George Rose Smith, J.

This is an action for the wrongful death of Grover O. Dyer, who was struck and killed by a dump truck being driven by the appellant, Dyer’s fellow employee. The jury returned a verdict for the appellee, Dyer’s administratrix, fixed the damages at $5,000 for the' estate and $45,000 for the decedent’s widow and children, and attributed 5 per cent of the total negligence to Dyer.

A principal contention for the reversal of the judgment is that there is no proof of negligence on the part of the appellant. Our study of the record convinces us that the testimony presented a question for the jury on this point.

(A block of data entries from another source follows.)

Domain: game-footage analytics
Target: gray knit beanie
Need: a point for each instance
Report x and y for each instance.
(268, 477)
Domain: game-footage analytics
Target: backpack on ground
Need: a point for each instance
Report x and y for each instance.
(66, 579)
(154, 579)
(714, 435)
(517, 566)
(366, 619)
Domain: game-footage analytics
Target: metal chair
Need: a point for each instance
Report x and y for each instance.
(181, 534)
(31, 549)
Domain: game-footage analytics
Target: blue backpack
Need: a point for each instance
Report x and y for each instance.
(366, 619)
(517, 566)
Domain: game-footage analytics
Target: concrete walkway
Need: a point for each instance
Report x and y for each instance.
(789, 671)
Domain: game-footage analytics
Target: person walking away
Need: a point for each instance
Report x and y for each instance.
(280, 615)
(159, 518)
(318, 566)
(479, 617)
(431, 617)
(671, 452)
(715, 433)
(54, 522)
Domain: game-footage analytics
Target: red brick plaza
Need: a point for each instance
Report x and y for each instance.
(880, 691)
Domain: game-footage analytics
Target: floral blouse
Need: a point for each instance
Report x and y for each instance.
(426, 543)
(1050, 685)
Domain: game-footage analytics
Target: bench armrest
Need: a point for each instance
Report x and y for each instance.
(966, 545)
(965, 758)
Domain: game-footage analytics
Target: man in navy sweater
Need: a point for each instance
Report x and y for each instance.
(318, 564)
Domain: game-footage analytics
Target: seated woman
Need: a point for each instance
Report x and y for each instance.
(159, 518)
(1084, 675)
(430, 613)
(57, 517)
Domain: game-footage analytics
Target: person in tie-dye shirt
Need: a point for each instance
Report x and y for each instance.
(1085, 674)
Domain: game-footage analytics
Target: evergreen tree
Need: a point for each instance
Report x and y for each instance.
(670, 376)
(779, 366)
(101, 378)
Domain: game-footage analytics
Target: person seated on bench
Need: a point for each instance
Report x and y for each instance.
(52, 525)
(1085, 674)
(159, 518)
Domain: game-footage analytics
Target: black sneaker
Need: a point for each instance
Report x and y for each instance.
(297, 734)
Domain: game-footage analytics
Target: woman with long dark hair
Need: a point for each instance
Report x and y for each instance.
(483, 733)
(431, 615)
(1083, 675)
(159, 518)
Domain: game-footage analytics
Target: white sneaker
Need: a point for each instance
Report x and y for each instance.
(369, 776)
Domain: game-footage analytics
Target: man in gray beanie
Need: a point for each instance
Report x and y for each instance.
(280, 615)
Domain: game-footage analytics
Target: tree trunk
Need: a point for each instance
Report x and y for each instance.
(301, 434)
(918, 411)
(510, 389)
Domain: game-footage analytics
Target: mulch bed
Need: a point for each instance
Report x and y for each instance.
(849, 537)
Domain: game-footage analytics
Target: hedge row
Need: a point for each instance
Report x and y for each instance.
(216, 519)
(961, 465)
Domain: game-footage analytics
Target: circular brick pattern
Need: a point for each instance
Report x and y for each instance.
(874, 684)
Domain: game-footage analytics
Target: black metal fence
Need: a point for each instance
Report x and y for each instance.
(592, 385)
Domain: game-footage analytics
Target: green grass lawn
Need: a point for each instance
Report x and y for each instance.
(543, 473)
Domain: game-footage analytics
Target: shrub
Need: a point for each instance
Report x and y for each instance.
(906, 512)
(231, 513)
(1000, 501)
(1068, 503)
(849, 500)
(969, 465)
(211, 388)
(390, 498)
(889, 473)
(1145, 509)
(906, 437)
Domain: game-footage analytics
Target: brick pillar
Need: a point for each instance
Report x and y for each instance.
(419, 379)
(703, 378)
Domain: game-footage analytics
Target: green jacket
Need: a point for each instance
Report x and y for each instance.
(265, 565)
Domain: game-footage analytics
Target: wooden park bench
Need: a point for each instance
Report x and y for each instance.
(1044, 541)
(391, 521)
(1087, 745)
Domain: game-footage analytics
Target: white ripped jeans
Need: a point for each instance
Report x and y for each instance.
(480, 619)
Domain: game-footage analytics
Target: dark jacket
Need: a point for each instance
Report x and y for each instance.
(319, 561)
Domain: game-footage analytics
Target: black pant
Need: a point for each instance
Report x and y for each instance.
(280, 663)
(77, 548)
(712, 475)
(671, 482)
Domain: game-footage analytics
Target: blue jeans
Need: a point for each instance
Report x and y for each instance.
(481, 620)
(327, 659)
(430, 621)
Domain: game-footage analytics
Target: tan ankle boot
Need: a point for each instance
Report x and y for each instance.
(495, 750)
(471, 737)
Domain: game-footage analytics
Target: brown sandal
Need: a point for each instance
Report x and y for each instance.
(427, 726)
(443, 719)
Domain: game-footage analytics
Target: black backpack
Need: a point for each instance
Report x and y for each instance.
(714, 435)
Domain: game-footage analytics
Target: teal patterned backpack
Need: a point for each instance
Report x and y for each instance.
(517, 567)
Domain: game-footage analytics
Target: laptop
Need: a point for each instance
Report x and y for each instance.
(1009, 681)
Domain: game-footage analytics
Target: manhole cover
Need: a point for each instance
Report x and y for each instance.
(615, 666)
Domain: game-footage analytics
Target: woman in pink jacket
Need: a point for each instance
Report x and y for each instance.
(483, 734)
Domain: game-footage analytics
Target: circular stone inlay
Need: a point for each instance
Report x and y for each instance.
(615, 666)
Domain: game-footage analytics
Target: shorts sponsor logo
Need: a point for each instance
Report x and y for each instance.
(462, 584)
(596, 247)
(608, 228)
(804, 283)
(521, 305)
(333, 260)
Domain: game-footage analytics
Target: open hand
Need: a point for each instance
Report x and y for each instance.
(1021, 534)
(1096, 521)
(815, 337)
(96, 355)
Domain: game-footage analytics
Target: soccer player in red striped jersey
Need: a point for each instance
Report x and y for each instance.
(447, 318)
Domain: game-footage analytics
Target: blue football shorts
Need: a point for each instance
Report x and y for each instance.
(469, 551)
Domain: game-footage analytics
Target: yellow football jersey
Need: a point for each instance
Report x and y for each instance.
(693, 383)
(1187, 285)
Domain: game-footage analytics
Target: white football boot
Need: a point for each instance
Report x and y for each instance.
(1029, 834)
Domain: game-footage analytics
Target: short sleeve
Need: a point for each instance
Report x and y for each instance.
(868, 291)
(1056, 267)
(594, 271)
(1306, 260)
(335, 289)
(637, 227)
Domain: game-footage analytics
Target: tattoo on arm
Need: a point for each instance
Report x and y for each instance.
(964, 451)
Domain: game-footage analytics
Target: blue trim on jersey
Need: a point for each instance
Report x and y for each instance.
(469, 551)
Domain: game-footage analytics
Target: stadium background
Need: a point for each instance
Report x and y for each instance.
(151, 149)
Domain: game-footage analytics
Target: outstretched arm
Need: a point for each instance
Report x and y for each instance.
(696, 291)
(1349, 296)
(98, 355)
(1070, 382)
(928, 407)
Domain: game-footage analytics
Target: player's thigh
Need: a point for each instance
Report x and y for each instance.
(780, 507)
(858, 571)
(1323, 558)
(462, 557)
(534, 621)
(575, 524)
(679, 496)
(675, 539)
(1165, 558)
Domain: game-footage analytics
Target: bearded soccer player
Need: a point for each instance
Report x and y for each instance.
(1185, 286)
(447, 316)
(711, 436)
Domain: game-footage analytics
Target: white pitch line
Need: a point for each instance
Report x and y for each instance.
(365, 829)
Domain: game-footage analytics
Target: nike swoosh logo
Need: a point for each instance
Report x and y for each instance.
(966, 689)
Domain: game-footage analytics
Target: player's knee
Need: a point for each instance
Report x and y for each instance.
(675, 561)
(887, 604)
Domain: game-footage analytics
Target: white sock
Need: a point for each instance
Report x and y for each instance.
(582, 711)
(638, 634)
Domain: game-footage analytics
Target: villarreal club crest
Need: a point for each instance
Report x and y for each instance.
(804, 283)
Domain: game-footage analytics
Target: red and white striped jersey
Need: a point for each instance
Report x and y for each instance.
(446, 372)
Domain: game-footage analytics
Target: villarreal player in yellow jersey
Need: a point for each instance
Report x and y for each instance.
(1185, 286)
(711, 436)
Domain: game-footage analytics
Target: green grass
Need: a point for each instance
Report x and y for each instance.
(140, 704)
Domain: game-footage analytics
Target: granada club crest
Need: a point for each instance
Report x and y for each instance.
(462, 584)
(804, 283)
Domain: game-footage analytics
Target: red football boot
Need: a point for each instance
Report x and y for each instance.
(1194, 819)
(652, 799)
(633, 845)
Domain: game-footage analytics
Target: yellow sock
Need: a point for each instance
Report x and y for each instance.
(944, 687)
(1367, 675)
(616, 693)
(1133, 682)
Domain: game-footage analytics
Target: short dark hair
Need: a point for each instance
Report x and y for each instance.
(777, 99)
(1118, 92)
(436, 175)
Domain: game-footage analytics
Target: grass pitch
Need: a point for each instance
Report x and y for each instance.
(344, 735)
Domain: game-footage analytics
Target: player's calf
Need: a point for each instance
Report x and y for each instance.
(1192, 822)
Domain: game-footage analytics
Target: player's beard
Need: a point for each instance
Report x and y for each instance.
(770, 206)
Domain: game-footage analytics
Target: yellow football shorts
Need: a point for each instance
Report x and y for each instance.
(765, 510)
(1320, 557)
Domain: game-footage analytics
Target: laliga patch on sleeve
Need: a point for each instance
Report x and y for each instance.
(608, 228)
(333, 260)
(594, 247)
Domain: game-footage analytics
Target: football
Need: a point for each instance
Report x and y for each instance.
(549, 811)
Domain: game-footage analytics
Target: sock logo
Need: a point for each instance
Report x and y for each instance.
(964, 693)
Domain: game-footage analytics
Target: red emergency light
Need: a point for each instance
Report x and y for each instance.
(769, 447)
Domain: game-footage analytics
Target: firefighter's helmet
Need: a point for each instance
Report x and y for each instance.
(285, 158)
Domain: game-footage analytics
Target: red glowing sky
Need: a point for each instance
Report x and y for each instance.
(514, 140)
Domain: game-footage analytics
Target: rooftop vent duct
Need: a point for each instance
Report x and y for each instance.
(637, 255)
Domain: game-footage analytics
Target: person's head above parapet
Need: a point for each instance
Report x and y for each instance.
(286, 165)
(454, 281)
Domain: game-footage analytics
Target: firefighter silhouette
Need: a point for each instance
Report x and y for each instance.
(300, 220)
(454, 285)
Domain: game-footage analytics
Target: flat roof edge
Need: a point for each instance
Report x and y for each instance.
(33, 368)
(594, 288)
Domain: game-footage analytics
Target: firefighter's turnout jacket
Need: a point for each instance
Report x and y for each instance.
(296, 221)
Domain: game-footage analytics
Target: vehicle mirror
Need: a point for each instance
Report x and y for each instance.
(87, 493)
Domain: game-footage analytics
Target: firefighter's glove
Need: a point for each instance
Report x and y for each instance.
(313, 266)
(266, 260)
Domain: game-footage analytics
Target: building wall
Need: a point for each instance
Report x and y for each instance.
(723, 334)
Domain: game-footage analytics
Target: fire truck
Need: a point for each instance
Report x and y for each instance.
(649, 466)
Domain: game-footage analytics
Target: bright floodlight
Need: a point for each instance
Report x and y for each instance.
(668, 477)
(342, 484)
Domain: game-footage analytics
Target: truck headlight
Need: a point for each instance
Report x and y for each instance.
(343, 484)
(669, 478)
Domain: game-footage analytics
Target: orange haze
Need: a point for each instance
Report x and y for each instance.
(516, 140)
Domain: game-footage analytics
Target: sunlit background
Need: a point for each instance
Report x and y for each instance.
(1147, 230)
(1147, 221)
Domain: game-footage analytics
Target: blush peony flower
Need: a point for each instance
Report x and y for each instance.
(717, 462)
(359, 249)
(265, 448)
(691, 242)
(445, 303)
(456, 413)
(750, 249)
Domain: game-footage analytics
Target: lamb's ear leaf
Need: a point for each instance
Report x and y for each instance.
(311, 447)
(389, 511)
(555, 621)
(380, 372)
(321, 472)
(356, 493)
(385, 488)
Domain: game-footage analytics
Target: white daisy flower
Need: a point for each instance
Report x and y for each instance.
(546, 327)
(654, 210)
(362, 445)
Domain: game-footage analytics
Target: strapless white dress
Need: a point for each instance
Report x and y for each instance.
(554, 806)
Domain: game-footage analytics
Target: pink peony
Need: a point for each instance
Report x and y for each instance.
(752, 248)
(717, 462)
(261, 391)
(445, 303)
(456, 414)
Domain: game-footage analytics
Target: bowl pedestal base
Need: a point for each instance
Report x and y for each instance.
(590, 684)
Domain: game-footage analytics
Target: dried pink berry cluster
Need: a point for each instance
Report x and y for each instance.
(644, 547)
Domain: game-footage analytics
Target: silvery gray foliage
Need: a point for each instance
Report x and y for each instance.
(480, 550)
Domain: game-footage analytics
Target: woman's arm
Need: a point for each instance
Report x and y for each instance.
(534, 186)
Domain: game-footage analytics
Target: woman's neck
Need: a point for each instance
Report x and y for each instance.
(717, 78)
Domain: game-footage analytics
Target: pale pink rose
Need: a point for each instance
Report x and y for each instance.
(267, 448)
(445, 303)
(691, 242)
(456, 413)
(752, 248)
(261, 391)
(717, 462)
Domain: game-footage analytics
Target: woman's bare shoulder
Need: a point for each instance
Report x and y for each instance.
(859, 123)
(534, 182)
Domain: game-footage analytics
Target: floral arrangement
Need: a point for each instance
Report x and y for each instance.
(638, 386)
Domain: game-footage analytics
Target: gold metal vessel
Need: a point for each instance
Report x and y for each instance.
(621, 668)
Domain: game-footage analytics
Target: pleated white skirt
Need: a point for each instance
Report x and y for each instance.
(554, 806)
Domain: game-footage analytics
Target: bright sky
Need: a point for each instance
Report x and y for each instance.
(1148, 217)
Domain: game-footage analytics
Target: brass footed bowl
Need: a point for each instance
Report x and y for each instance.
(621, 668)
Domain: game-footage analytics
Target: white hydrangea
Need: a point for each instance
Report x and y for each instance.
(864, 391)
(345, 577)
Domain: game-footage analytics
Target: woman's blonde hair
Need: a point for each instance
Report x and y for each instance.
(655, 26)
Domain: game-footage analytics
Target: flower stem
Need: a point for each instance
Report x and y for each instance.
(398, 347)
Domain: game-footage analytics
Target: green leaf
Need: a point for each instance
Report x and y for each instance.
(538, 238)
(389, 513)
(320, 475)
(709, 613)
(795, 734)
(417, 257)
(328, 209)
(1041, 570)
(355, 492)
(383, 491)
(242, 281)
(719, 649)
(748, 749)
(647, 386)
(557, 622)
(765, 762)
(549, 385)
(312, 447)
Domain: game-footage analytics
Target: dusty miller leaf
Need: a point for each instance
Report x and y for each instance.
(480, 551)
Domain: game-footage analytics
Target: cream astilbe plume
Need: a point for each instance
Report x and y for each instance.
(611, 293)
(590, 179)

Dyer and King were employed by a contracting company, which was repaving with asphalt a highway south of Malvern. The hot asphalt is spread by what is called a Barber Green machine, which is a wide self-propelled vehicle that lays the asphalt along one entire traffic lane. As this machine moves slowly forward dump trucks carrying asphalt back up one at a time to a hopper at the front end of the machine, and the machine continues in motion and pushes each truck while the asphalt is being dumped into the hopper. The asphalt passes through the Barber Green machine and is distributed at the rear end of the machine in an even layer upon the highway. The operation requires a crew of ten or twelve men, some of whom work ahead of the machine, preparing the roadway, while others work behind the machine, smoothing the freshly laid asphalt.

On the day of the accident the west half of the highway was being repaved, in a northerly direction, with the east lane open to one-way traffic. King, who had arrived with a load of hot asphalt and had turned his truck around, started backing southward toward the front end of the Barber Green machine. King’s backward movement was directed by another employee, Carl *931Williams, who stood on the west shoulder of the highway near the front of the Barber Green machine. It was Williams’ duty to align the dump truck so that its rear wheels would make proper contact with the rollers by which the moving Barber Green machine pushes the truck along while the hopper is being filled. At this time, however, the Barber Green machine was stationary, its operator having shut off the motor a short time earlier.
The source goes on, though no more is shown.